Blowback' is shorthand for saying that a nation reaps what it sows, even if it does not fully understand what it has sown." It is a term used in espionage to describe unintended consequences. It can also mean retaliation as the result of actions undertaken by nations. According to Johnson, it is a term first used by the CIA "in March 1954 in a recently declassified report on the 1953 operation to overthrow the government of Mohammed Mossadegh in Iran. It is a metaphor for the unintended consequences of the U.S. government's international activities that have been kept secret from the American people." In his book, Blowback, Johnson uses the term to attempt to show that the evil nature of American foreign policy has consistently resulted in unwelcome consequences. "Military crimes, accidents, and atrocities make up only one category on the debit side of the balance sheet that the United States (U.S.) has been accumulating, especially since the Cold War." central point in Johnson's argument is that America is an empire, but not in the sense that we commonly think of as an empire..

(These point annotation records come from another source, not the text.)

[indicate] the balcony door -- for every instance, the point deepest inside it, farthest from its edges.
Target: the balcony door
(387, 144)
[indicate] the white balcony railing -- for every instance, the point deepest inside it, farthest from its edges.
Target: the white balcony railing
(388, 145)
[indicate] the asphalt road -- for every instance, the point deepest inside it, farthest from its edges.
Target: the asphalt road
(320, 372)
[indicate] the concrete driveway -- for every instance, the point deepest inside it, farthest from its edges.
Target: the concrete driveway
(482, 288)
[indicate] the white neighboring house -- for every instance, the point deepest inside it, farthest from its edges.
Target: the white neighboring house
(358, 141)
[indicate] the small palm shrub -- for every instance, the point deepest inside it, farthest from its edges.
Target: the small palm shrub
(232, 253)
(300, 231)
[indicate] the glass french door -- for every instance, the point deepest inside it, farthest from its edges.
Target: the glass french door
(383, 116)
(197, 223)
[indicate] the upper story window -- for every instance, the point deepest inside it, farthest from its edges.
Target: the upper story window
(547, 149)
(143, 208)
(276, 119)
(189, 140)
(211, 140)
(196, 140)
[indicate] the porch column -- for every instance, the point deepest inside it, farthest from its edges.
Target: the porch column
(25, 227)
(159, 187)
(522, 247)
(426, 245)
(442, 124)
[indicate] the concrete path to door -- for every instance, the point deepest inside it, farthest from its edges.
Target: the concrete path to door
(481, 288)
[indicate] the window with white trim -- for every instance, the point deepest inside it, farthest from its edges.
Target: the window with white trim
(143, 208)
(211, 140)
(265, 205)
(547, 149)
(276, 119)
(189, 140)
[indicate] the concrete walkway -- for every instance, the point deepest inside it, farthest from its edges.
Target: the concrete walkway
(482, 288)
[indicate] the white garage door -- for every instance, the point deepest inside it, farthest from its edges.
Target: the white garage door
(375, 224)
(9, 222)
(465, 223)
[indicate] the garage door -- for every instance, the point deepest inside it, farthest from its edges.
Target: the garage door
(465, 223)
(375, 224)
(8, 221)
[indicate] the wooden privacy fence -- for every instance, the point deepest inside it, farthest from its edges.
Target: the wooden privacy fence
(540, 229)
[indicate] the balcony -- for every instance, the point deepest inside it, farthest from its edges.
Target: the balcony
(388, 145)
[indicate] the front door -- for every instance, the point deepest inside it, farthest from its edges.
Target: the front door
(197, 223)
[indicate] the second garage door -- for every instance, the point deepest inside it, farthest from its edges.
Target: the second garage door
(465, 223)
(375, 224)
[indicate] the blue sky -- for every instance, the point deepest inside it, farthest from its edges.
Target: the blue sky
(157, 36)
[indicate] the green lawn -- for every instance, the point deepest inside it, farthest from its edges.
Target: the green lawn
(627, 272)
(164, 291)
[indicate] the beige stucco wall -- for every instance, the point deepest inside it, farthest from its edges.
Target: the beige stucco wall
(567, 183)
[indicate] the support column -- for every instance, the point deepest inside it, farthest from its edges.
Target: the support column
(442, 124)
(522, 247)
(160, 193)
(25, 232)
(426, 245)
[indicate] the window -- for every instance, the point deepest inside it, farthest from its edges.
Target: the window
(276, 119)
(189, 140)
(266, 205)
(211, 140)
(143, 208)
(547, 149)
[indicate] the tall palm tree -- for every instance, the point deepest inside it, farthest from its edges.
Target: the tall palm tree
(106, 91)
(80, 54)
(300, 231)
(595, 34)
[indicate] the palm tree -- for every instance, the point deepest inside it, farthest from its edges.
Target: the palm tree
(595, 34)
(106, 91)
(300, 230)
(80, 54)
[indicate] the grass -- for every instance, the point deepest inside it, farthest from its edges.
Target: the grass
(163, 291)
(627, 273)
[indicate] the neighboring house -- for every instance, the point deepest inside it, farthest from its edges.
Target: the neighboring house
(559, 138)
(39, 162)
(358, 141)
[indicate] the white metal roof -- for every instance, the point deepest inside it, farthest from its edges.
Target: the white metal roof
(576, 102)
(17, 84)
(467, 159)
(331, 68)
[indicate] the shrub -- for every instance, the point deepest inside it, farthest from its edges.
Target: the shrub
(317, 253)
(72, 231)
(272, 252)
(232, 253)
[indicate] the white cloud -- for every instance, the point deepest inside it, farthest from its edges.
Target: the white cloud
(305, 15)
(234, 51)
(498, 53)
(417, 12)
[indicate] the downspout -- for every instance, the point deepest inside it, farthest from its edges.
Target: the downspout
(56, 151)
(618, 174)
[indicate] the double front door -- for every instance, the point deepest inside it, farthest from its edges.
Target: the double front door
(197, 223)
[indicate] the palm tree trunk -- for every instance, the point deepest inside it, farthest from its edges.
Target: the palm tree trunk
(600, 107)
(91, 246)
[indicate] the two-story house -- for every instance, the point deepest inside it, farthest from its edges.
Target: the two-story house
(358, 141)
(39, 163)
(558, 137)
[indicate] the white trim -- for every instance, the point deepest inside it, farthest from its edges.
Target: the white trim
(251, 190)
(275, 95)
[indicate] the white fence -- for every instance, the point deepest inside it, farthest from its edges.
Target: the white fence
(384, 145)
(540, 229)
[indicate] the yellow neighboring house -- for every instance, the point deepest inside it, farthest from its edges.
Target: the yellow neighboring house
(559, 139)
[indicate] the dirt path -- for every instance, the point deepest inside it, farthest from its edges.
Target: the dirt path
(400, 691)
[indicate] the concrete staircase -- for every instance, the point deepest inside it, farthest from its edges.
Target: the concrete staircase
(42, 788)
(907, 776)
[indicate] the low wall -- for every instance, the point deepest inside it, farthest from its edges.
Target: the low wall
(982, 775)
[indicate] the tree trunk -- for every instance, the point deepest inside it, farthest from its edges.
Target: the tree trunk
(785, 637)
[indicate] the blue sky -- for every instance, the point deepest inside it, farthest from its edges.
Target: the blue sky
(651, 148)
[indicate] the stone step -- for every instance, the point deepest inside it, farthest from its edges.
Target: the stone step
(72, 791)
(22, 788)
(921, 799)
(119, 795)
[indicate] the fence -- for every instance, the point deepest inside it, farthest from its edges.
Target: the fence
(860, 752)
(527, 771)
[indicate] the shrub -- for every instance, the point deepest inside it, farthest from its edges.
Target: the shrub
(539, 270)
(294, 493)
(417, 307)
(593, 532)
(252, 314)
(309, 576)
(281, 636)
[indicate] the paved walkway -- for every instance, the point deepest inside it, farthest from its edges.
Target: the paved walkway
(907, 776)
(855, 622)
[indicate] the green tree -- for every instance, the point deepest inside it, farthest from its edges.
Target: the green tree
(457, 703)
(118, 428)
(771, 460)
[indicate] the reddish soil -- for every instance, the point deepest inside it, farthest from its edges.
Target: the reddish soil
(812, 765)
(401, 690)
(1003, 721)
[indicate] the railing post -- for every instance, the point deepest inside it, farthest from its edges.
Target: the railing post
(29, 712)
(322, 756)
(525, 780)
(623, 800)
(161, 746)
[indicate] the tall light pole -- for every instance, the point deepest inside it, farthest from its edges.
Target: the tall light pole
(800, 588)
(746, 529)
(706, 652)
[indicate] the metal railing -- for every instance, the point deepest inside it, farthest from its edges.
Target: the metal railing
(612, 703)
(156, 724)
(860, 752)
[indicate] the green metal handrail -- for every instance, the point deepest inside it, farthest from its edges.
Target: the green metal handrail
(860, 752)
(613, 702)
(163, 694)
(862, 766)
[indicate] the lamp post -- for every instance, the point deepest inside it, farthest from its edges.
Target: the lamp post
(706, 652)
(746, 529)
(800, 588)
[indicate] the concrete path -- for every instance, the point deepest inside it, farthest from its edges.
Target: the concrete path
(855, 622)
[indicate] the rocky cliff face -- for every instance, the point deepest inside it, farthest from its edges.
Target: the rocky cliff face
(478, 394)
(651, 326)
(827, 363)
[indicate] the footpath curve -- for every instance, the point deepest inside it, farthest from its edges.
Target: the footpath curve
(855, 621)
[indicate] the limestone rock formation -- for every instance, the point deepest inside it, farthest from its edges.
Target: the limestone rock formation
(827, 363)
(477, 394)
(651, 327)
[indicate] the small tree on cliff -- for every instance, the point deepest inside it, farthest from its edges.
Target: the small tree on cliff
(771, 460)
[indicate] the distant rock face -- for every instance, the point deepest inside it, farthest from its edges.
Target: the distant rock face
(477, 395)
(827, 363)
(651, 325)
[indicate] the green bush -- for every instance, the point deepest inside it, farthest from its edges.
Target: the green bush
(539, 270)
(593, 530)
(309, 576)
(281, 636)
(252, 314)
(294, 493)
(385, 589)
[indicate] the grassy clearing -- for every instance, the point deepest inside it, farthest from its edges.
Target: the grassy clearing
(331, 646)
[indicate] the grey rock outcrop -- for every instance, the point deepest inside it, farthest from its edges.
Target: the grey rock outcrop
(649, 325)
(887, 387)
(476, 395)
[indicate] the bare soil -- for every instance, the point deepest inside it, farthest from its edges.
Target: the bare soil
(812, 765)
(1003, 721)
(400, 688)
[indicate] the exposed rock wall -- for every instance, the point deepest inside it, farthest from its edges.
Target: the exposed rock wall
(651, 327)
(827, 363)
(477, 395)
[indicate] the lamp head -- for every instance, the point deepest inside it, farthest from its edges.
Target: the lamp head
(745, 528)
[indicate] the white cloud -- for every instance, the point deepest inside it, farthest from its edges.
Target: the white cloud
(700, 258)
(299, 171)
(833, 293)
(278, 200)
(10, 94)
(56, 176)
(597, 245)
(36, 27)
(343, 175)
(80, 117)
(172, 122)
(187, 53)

In speaking of an "American Empire," however, I am not using the concept in these traditional senses. I am not talking about the United States' former colony in the Philippines, or about such dependent territories as Puerto Rico; nor when I use the term "imperilism" in this book do I mean the extension of one state's legal domination over another; nor do I even want to imply that imperialism must have primarily economic causes. The modern empires I have in mind normally lie concealed beneath some ideological or judicial concept - commonwealth, alliance, free world, the West, the communist bloc - that disguises the actual relationships among its members.

In Johnson's view this empire is maintained at a very high cost to people both at home and abroad. When he speaks of blowback, the danger is not just to Americans, such as in the attacks on the World Trade Center in 1993, which he attributes to our actions in the first Gulf War and support of Israel. The danger is also to other people around the world, such as the difficulties which took place in Chile after the United States assisted the military coup of Allende in September 1973.

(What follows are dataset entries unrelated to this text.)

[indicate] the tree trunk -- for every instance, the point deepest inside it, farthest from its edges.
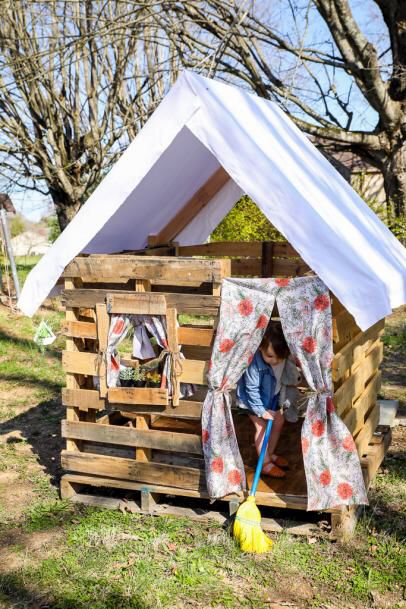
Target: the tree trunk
(65, 208)
(394, 174)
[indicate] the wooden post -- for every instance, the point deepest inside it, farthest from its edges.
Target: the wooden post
(72, 413)
(267, 259)
(9, 249)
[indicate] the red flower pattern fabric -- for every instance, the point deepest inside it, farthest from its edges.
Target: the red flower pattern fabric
(282, 282)
(226, 345)
(245, 307)
(321, 302)
(305, 312)
(325, 477)
(333, 471)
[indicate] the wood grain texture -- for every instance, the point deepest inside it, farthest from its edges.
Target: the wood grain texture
(194, 371)
(130, 469)
(136, 437)
(137, 303)
(79, 329)
(82, 399)
(121, 268)
(193, 304)
(138, 395)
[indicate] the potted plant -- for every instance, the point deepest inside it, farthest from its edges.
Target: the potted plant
(139, 377)
(153, 379)
(126, 377)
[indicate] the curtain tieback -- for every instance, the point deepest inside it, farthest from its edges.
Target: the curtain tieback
(314, 394)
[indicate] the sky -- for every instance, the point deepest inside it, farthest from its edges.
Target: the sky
(34, 206)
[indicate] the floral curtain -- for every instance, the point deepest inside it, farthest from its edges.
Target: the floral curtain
(119, 327)
(332, 467)
(244, 316)
(333, 471)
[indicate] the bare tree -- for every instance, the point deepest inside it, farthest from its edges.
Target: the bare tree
(78, 78)
(322, 83)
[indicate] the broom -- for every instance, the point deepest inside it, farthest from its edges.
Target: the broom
(247, 524)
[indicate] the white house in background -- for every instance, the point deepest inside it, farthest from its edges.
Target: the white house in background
(30, 243)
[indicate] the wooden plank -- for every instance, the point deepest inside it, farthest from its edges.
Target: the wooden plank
(195, 204)
(267, 259)
(364, 437)
(101, 481)
(355, 349)
(82, 399)
(236, 248)
(138, 303)
(354, 419)
(72, 382)
(280, 268)
(103, 325)
(194, 371)
(195, 352)
(352, 388)
(79, 329)
(202, 337)
(246, 267)
(76, 362)
(142, 422)
(375, 454)
(197, 304)
(130, 469)
(269, 499)
(173, 424)
(122, 268)
(173, 346)
(138, 395)
(185, 410)
(129, 436)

If this incident in Chile seems vague, it is because of another part of Johnson's message, which is that most of the situations in which the U.S. has interfered in a similar clandestine manner have been kept secret from the American people. "No ordinary citizen of the United States knew anything about these machinations. The coup d'etat took place on September 11, 1973, resulting in the suicide of Allende and the seizure of power by General Augusto Pinochet." third argument that Johnson makes in his book and subsequent articles is that the military and CIA actually control the government.

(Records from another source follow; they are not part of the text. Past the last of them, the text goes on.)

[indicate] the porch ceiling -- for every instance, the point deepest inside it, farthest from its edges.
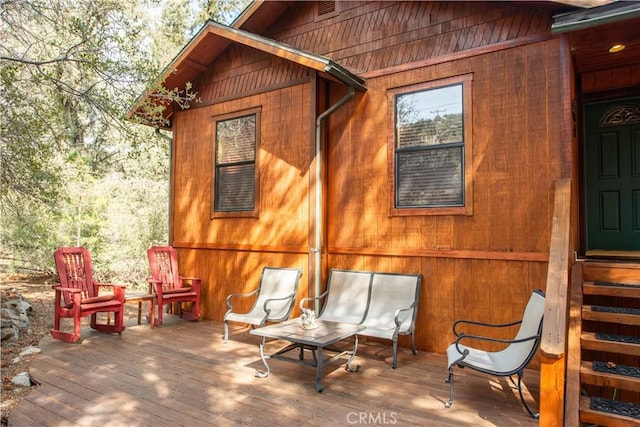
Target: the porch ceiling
(593, 31)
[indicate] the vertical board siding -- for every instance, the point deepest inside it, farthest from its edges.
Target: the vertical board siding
(517, 154)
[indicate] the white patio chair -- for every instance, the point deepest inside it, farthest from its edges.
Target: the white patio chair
(393, 308)
(512, 359)
(346, 298)
(276, 296)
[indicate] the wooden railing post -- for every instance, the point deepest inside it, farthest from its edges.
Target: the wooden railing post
(553, 361)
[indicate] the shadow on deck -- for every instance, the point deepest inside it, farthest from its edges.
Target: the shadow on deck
(182, 374)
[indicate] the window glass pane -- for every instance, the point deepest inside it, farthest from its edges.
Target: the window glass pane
(235, 140)
(429, 117)
(430, 178)
(235, 188)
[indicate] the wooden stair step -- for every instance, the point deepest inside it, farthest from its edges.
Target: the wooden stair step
(605, 379)
(589, 341)
(611, 289)
(593, 416)
(607, 314)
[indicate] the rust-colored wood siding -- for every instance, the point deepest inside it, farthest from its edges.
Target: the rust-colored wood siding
(230, 253)
(481, 266)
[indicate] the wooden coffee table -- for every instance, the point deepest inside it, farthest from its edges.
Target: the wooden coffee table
(140, 297)
(317, 340)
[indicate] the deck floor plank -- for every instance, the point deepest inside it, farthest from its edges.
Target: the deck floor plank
(181, 373)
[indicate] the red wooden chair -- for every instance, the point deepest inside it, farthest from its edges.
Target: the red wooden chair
(77, 295)
(168, 286)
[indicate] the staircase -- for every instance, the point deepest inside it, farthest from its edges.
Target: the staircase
(609, 342)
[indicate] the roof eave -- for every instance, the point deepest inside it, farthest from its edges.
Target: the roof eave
(595, 16)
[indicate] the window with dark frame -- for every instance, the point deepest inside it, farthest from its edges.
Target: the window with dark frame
(235, 164)
(429, 148)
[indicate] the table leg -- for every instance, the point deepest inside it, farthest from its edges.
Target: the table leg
(353, 355)
(153, 312)
(319, 363)
(259, 373)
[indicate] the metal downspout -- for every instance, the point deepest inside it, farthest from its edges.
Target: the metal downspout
(319, 186)
(169, 220)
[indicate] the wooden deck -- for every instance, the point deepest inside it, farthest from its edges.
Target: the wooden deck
(182, 374)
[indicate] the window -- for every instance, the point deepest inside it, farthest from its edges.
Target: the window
(236, 173)
(431, 139)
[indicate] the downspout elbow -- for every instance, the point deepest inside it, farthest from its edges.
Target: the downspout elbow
(319, 184)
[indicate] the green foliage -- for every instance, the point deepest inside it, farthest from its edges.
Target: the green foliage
(73, 169)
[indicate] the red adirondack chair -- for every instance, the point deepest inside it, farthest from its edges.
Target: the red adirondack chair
(168, 286)
(77, 295)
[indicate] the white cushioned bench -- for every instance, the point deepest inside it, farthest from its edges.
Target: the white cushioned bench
(385, 303)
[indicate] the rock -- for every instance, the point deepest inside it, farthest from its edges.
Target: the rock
(7, 332)
(14, 315)
(19, 305)
(22, 379)
(30, 350)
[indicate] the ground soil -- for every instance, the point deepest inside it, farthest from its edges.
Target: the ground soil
(36, 289)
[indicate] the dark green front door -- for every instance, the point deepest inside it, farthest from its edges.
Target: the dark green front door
(612, 175)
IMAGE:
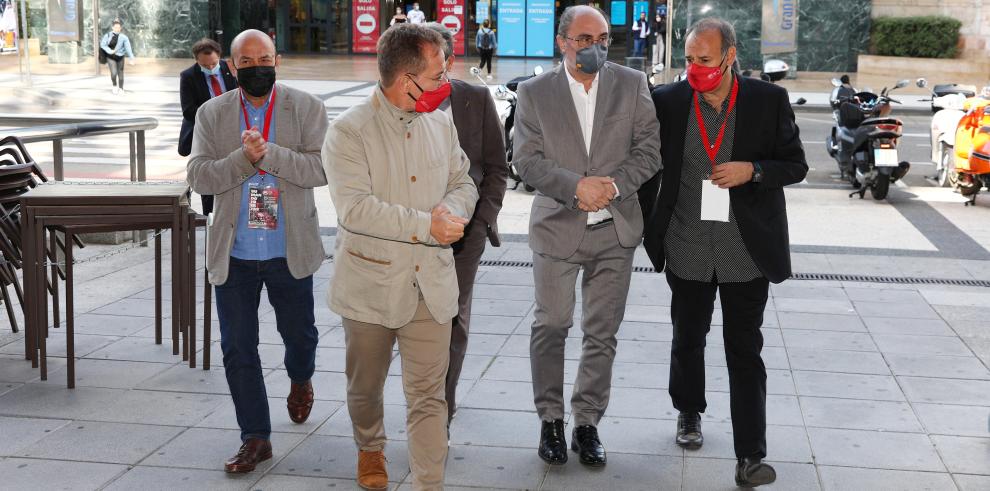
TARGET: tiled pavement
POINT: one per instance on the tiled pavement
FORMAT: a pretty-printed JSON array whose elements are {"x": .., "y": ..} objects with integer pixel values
[{"x": 871, "y": 386}]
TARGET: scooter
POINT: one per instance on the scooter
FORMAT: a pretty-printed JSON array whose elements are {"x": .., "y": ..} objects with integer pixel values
[
  {"x": 507, "y": 114},
  {"x": 947, "y": 101},
  {"x": 864, "y": 139}
]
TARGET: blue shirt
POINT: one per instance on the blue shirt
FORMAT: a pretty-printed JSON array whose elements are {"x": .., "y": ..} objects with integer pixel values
[
  {"x": 223, "y": 88},
  {"x": 257, "y": 244}
]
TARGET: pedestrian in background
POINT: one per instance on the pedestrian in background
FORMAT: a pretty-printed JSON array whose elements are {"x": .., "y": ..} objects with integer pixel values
[
  {"x": 258, "y": 150},
  {"x": 480, "y": 135},
  {"x": 116, "y": 45},
  {"x": 209, "y": 77},
  {"x": 486, "y": 43}
]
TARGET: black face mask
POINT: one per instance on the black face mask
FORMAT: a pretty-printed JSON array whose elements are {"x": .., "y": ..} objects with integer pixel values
[{"x": 256, "y": 80}]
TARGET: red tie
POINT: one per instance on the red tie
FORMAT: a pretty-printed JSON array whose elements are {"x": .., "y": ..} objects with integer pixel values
[{"x": 216, "y": 85}]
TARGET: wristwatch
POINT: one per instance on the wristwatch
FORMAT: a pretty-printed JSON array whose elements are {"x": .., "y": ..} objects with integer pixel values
[{"x": 757, "y": 172}]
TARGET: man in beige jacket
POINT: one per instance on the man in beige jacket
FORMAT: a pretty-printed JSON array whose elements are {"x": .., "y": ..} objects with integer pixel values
[{"x": 399, "y": 181}]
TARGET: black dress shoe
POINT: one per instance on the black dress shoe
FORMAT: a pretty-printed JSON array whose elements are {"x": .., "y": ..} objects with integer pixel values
[
  {"x": 585, "y": 442},
  {"x": 689, "y": 431},
  {"x": 751, "y": 472},
  {"x": 553, "y": 444}
]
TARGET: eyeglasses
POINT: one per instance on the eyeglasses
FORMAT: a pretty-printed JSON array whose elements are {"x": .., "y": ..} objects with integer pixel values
[{"x": 585, "y": 40}]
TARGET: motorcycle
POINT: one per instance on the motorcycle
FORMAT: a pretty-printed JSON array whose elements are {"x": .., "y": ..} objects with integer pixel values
[
  {"x": 507, "y": 113},
  {"x": 864, "y": 138},
  {"x": 948, "y": 102}
]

Two of the most influential federal institutions are not in Washington but on the south side of the Potomac River - the Defense Department and the Central Intelligence Agency. Given their influence today, one must conclude that the government outlined in the Constitution of 1787 no longer bears much relationship to the government that actually rules from Washington. Until that is corrected, we should probably stop talking about "democracy" and "human rights."

His premise is that the power and autonomy of the defense establishment has increased in collusion with defense contractors. He points to the elimination of the draft as a contributing factor, calling the armed forces "mercenaries" and proposes that service in the military is the obligation of all citizens.

He points to a number of recent incidents by the military as a sign that it has, lost its relationship to the country because service in it is no longer an obligation of citizenship. Our military operates the biggest arms sales operation on earth; it rapes girls, women and schoolchildren in Okinawa; it cuts ski-lift cables in Italy, killing twenty vacationers, and dismisses what its insubordinate pilots have done as a "training accident"; it allows its nuclear attack submarines to be used for joy rides for wealthy civilian supporters and then covers up the negligence that caused the sinking of a Japanese high school training ship; it propagandizes the nation with Hollywood films glorifying military service (Pearl Harbor); and it manipulates the political process to get more carrier task forces, antimissile missiles, nuclear weapons, stealth bombers and other expensive gadgets for which we have no conceivable use.

He maintains that, as the size and prominence of the forces rise over time, the nation is more likely to use force in situations when other means of foreign policy would be more appropriate.

Johnson makes some interesting points, and certainly there is ample evidence that blowback does exist to some extent. However, his solution to remove U.S. influence from obligations around the world, seem somewhat simplistic. Under his logic, he would have this country withdraw support from long-time ally Israel. The problem in the Middle East may not be that the U.S. has projected too much influence in that region, but rather that we have failed to be engaged enough with the parties. Certainly support for the only democratic state in that region should be considered appropriate.